Sostenía en una mano un rollo de papel, posiblemente un periódico, aunque no estaba completamente segura en la distancia, e iba… totalmente desnudo.
Un segundo después otro hombre, de su misma edad, ambos con el cabello plateado que a lo lejos parecen las canas, lo alcanzó, con un ritmo más elevado, y continuaron, hablando de algo que no llegaba a captar en la distancia.
El primero de los maduros alzó la vista cuando su amigo llegó a su altura y posó sus ojos sobre ella, provocando que, instintivamente, Sandra se cubriera los pechos con los brazos e intentase encogerse, avergonzada de su situación y el ser descubierta así por un par de hombres que bien podrían ser mayores que su propio padre.
Antes de desaparecer, el maduro le volvió a mirar, y esta vez no fue él sólo, sino ambos, pues, obviamente, había informado a su amigo de la presencia de la joven entre esas dunas.
Pudo escuchar unas risas amortiguadas según desaparecían de la vista.
Abajo ya no quedaba rastro de su paso, igualada la zona por la que se movieron por la acción permanente del frente marino.

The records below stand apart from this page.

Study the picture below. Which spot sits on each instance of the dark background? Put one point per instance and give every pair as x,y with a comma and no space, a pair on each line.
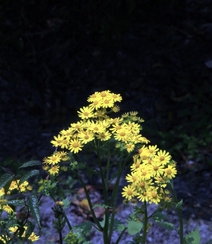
54,54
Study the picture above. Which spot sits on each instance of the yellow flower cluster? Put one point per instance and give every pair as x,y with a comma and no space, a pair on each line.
33,237
14,185
95,124
150,172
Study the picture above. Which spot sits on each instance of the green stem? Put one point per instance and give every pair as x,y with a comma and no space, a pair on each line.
89,203
64,214
120,236
145,223
105,195
178,210
113,200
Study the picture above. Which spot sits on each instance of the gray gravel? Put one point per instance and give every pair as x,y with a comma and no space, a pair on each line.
156,234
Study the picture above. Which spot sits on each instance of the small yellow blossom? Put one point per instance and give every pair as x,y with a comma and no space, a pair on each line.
128,192
86,113
33,237
54,170
75,146
170,171
2,192
57,140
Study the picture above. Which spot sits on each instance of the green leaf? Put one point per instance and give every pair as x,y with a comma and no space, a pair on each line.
179,205
120,227
16,202
134,227
101,205
30,228
66,203
84,227
30,164
29,175
34,208
158,216
193,237
166,225
5,178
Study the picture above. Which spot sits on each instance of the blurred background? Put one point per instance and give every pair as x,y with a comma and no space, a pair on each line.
156,53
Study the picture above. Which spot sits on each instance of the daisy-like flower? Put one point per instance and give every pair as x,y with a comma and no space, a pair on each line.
54,170
143,196
128,192
64,143
116,97
107,103
133,127
122,135
75,146
104,136
115,109
153,196
170,171
33,237
157,168
57,140
96,127
163,156
54,159
13,185
25,186
7,209
85,136
66,133
76,127
137,163
130,147
85,113
13,229
96,104
153,150
2,192
133,177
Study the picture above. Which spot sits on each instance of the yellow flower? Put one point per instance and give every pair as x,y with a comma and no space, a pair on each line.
163,156
96,127
54,170
122,135
157,168
153,150
2,192
13,229
170,171
136,165
153,196
76,127
24,186
128,192
115,109
85,136
133,177
7,209
4,238
75,146
13,185
104,136
116,97
57,140
54,159
66,133
33,237
130,147
143,196
85,112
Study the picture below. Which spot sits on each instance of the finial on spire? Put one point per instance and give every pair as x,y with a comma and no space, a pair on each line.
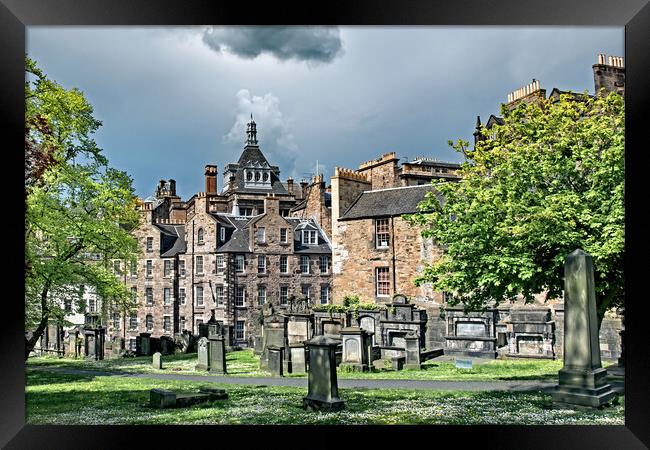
251,132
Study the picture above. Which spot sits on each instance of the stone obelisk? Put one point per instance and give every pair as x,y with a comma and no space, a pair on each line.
582,380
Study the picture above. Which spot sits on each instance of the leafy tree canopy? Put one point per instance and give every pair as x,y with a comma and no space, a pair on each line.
77,207
546,182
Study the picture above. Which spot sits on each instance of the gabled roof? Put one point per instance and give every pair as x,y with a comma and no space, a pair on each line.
388,202
298,225
172,240
239,240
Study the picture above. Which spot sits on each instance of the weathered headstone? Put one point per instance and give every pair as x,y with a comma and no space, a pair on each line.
203,354
157,360
323,391
162,398
582,380
275,332
276,360
145,344
217,354
463,363
298,359
355,348
412,351
257,345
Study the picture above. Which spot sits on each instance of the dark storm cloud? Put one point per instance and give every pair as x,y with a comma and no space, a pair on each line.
310,44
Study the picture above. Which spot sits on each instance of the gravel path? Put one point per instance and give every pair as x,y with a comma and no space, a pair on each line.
518,385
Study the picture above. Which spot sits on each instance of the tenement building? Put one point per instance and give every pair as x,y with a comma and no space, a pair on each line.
224,253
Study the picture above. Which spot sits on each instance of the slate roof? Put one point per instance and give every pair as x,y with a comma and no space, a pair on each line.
172,240
494,120
323,245
238,241
420,162
253,154
388,202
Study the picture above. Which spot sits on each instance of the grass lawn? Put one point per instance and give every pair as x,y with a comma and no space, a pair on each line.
54,398
245,363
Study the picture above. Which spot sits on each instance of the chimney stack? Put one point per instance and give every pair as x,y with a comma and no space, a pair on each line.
609,74
210,179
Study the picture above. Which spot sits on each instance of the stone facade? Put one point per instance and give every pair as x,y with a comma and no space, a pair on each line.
230,252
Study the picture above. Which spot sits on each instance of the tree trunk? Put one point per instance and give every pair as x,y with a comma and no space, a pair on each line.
45,316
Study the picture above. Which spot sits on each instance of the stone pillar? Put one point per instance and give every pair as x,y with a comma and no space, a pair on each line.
355,348
582,379
412,351
323,391
276,354
145,344
621,359
157,360
217,354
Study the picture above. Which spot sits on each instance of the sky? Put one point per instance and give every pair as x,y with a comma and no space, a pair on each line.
173,99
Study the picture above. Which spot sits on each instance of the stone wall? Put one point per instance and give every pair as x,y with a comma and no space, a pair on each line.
355,259
382,172
315,206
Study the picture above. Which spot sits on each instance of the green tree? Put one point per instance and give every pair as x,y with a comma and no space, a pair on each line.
76,206
547,181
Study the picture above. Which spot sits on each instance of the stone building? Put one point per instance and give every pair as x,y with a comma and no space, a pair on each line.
226,253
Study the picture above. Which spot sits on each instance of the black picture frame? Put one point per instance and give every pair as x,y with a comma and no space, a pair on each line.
634,15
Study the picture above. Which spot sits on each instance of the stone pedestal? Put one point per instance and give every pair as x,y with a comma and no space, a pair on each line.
355,348
412,352
276,360
323,391
582,380
203,353
217,354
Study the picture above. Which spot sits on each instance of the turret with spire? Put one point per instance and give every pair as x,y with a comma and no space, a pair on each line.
251,132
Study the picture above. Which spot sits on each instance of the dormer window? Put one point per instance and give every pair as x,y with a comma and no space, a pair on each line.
309,237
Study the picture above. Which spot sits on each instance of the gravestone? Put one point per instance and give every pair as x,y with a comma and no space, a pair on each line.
275,360
412,351
257,345
274,335
162,398
355,348
145,344
157,360
322,391
203,354
298,360
463,363
582,380
217,354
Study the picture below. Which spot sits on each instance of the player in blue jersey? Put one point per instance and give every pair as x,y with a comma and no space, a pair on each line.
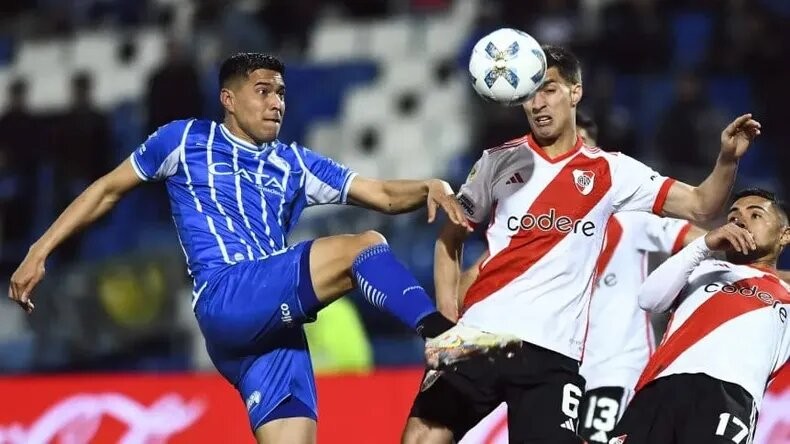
235,193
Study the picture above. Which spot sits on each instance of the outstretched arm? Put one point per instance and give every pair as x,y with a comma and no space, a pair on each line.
448,253
663,285
402,196
704,202
94,202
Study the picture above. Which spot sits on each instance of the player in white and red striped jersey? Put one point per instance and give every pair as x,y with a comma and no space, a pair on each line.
548,198
727,337
620,337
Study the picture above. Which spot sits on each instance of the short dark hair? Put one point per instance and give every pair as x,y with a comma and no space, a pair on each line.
244,63
566,62
781,207
585,122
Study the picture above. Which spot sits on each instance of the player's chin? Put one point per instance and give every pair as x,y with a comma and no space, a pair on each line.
737,257
544,131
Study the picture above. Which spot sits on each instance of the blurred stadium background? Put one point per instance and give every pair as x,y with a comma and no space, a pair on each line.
380,85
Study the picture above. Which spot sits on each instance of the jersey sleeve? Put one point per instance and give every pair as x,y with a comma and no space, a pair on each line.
663,234
157,158
475,194
663,285
638,187
326,181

Sandra se quedó quieta un rato, inmóvil, acurrucada, con las rodillas contra el cuerpo, abrazándolas, como buscando desesperadamente exponer la menor parte posible de su anatomía, sintiéndose de repente vulnerable e indefensa, una chiquilla en un mundo gigante, sin atreverse a actuar, a hacer nada que no fuera la simple espera, casi como si estuviera conmocionada al descubrir que ya a esas horas había gente no solo por la playa, sino, seguramente, por las calles que la separaban del hotel donde se alojaba con sus amigas.
Debería de haber estado pensando en rutas, opciones, o, incluso, intentar recordar lo sucedido la noche pasada y, a ser posible, el punto donde había quedado su vestido, pero, en esos momentos, fue incapaz, y se quedó ahí, quietecita, como queriendo camuflarse con el entorno, incapaz de hacer nada de nada.
No fue consciente del tiempo que pasó así, simplemente, de repente, encontró fuerzas para ponerse en marcha, para, poco a poco, deshacer esa bolita en la que se había recogido, y levantarse despacio, para ponerse a caminar cuesta abajo, porque era lo más sencillo, no por otra razón, por hacer algo, nada más.
Era muy diferente el estar ahí, a esas horas, prácticamente desnuda, apenas cubierta por unas bragas que no eran precisamente de las de las abuelas, sino pequeñas y que apenas cubrían lo mínimo, que cuando salía con sus amigas, todo confianza y, sí, un poco de exageración e, incluso, de soberbia por momentos, sintiéndose como si se fueran a comer el mundo.
Ahora, encontrándose allí sola, era la sensación inversa, como si, de repente, el mundo fuera enorme y ella un pequeño puntito a la deriva, sin control, agitada por una marea para quien no era absolutamente nada, sin importancia.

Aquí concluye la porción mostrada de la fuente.